(NOTE: Thanks to BBC Home Entertainment for providing a complimentary DVD for review. My opinions are my own)
Historically, the Doctor Who story The Tenth Planet is renowned for introducing the concept of regeneration - the changing of one actor over to another. So on that level, the story is worth a cursory watch, but the new two DVD release of The Tenth Planet on DVD is a must-own, if only because of some of the historical material presented.
In terms of actual story, The Tenth Planet is....well, it's not the story you think it is. Although it does debut the Cybermen, the bulk of the story concerns efforts to rescue two different space missions. (The Cybermen just happen to be a complicating factor). Add in production issues (including Hartnell growing sick for episode 3), the story tends to weaken. It isn't until the last ten minutes - ironically, the first "regeneration" (although it isn't called that in the episodes) - that the story ultimately redeems itself.

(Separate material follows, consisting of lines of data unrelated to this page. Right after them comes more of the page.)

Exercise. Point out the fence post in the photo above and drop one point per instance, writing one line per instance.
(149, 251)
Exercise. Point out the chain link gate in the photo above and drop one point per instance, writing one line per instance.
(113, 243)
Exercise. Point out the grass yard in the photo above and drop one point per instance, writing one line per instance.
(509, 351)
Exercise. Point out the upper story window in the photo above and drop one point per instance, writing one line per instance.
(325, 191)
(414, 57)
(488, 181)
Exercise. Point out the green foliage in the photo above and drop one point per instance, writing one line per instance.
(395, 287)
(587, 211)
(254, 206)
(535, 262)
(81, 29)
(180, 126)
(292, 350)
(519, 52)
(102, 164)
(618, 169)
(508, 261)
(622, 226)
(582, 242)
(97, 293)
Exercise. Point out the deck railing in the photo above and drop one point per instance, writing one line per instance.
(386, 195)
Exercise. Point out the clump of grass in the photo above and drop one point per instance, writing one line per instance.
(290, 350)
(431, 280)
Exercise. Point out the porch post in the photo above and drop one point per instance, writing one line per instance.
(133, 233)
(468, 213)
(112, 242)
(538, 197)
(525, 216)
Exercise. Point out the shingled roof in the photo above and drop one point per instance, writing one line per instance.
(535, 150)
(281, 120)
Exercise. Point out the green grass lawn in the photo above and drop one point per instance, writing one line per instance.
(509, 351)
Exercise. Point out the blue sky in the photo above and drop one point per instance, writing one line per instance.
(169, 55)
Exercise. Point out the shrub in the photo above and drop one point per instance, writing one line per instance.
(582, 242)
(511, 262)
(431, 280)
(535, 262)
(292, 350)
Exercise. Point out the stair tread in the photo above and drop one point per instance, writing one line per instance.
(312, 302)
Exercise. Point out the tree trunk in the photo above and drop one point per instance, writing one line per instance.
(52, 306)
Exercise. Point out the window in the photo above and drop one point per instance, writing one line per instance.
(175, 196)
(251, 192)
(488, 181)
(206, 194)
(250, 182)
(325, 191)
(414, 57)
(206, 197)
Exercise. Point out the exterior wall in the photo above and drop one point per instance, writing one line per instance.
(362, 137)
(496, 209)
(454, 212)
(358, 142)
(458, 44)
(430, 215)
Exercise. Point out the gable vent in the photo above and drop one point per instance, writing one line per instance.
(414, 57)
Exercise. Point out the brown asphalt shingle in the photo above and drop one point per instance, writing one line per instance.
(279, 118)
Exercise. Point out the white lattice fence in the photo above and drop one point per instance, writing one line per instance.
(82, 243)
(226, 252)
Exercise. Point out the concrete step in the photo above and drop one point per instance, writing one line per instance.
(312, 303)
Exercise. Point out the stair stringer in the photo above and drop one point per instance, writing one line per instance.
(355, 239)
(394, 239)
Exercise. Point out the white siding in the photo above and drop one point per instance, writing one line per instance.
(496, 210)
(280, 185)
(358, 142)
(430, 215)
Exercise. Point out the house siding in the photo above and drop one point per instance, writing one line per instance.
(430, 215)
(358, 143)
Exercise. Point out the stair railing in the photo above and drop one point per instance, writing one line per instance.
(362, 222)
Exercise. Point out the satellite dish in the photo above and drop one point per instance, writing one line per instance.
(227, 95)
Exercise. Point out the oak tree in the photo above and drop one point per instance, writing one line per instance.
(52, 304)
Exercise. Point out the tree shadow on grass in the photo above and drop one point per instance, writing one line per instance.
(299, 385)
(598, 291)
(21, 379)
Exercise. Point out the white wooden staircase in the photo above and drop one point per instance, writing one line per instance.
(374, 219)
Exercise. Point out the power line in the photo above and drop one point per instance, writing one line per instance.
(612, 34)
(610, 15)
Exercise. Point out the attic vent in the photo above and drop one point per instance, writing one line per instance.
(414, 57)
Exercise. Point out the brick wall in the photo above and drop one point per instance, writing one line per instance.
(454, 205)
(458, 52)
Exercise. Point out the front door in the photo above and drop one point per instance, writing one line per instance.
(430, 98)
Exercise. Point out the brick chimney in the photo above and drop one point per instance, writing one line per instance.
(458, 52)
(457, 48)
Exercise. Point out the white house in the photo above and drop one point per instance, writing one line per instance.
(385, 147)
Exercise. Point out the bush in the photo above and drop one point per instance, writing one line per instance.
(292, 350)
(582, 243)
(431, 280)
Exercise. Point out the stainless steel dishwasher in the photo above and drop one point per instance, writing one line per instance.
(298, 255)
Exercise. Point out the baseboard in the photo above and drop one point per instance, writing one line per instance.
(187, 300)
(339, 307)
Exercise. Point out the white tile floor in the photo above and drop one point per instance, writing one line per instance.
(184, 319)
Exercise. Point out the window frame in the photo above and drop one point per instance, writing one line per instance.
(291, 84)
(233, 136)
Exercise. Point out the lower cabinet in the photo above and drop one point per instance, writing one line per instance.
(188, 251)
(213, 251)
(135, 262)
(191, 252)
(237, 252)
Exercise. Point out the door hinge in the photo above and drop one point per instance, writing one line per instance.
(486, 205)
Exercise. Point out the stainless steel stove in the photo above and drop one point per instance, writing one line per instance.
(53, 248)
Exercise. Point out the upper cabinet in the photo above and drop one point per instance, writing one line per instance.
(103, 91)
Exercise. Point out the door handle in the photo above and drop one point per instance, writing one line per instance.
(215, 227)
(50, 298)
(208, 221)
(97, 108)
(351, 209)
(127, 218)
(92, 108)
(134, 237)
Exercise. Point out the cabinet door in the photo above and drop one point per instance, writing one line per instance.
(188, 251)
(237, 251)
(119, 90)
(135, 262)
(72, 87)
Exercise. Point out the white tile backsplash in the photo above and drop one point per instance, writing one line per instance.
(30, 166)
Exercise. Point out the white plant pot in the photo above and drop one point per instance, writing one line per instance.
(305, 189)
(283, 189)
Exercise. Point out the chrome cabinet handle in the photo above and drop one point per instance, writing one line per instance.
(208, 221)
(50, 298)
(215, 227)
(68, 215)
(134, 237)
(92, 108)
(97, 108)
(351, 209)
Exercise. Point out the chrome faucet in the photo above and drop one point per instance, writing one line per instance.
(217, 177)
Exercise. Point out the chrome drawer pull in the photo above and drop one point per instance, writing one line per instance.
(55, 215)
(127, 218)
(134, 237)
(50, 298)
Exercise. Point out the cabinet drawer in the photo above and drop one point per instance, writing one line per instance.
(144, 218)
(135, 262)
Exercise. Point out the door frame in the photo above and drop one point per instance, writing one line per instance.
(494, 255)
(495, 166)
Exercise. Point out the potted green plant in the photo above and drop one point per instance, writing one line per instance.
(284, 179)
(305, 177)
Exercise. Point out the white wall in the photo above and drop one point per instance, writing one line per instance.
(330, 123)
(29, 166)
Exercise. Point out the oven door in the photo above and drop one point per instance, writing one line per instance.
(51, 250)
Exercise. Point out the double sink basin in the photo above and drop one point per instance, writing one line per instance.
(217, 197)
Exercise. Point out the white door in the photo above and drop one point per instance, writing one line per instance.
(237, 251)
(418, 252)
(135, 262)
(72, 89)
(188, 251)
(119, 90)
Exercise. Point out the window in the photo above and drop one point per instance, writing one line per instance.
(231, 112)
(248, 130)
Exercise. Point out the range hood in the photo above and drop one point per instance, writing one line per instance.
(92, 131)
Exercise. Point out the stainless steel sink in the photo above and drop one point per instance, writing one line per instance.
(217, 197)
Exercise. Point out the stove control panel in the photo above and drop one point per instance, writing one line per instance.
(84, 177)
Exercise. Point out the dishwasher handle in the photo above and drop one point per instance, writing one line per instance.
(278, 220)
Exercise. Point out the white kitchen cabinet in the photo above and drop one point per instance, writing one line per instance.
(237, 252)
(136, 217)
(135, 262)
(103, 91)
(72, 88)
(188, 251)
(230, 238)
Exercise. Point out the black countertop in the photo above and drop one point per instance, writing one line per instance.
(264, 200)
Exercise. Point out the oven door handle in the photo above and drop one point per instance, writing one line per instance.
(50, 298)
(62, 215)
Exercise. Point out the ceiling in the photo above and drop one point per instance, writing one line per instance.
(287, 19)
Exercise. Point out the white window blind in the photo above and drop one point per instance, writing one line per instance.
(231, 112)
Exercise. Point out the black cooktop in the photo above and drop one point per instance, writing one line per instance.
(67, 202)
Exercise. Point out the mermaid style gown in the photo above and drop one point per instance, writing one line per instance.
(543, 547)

The other factor is that, like many classic Doctor Who episodes, The Tenth Planet has one episode missing from the BBC archives. Thankfully, the disc provides two options: an animated version of episode four as well as the picture-and-text reconstruction taken from the initial VHS release. As I've discussed previously, I'm not a fan of the picture-and-text style of reconstruction, and the animated version works...but the style (with more of an anime influence - think Reign of Terror) can be a bit off-putting at times, and it feels as if the animators were pushing the limit. (Plus, you can see that they used the same shot from An Unearthly Child several times as a fill-in). With the recently discovered The Enemy of the World or The Web of Fear (and yes, one of these days I hope to watch and review), hope always springs eternal....
But what makes this disc a must-own is some of the historical material - the obligatory making-of featurette on Disc 1 provides plenty of insight into not only how this episode was made (including the technical aspects of the regeneration), but into some of the politics of production, including working with William Hartnell. A three-minute interview with Hartnell, taken when he starred in a pantomime right after Doctor Who, leads off disc two. Although way too brief, it does provide a glimpse into Hartnell's mind set, and suggests that perhaps he needed to leave the role. Some other featurettes - focusing on the psychology of companions, the role of the male companion, and the idea of a "golden age" of Doctor Who - help round out disc two, and help provide greater value for the set.
Encouraging people to purchase a lackluster story seems counterproductive, but The Tenth Planet remains a critical piece of Who mythology. Yesterday's DVD release is more historically important than merely another story....and for that reason, Doctor Who: The Tenth Planet on DVD is a must-own.